Regional content has grown to account for 40 percent of overall content consumption
In its India Watch Report 2019, video streaming platform Hotstar revealed that non-metros are outstripping metros in terms of video consumption and regional content has grown to account for 40 percent of overall content consumption.
Non-metro cities account for 63 percent of the total online video consumption, and a new generation of users has emerged, who don’t conform to stereotypes, says the report. For instance, men are as inclined to watch family dramas as women, accounting for more than 40 percent of views. Forty-one percent of Game of Thrones viewers also watched Hindi family dramas. And women accounted for 45 percent of the total video consumption, a 3.2x jump from last year.
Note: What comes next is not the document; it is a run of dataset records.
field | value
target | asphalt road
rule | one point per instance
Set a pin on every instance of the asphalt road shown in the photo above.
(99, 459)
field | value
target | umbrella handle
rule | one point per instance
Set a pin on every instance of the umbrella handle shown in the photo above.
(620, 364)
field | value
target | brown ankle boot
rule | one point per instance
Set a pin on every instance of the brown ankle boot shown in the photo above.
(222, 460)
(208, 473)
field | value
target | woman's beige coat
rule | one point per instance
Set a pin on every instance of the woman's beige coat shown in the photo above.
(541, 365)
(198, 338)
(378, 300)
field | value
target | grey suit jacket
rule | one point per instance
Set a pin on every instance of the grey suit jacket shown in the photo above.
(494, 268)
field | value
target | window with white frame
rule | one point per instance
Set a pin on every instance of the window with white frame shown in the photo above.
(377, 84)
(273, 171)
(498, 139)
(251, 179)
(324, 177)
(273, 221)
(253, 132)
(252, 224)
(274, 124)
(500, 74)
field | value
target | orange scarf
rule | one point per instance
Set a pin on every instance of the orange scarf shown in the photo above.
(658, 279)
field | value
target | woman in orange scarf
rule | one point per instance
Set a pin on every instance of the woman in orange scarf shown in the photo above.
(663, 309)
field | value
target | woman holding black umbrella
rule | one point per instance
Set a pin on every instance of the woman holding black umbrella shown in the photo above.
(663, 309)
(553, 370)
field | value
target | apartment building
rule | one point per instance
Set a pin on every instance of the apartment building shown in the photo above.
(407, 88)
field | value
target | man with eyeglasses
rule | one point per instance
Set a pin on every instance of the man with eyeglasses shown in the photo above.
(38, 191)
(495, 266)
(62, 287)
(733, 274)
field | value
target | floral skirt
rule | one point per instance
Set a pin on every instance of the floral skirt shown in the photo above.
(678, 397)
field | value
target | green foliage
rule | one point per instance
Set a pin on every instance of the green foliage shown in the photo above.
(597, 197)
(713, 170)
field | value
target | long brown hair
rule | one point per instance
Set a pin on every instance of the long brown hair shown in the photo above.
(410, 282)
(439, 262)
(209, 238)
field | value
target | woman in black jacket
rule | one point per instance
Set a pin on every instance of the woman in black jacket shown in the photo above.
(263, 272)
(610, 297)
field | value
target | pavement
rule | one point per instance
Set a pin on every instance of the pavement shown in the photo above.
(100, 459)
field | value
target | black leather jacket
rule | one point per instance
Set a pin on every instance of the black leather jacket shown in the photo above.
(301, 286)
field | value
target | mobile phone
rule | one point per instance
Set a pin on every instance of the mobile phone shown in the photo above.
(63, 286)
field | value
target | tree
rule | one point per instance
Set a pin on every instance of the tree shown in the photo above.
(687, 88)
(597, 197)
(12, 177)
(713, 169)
In regional languages, Hotstar found that Tamil, Telugu and Bengali are the top ones. “The accelerated growth of the Indian video entertainment ecosystem has had an unprecedented impact on the consumer. Today the consumer enjoys a plethora of content to choose from… has moved beyond metro cities and isn’t limited by gender or language,” says Varun Narang, executive vice president and chief product officer, Hotstar. “This growing accessibility has opened doors to new thoughts and ideas that are shaping a stereotype-defying consumer.”
Sports streaming remains the most popular with Hotstar's reach expanding to 300 million during the Vivo IPL 2019. Viewing is also moving from a “passive experience” to an “immersive and social one”. A case in point, 64 million viewers participated in Vivo IPL 2019’s Watch 'N Play segment, twice as many as last year.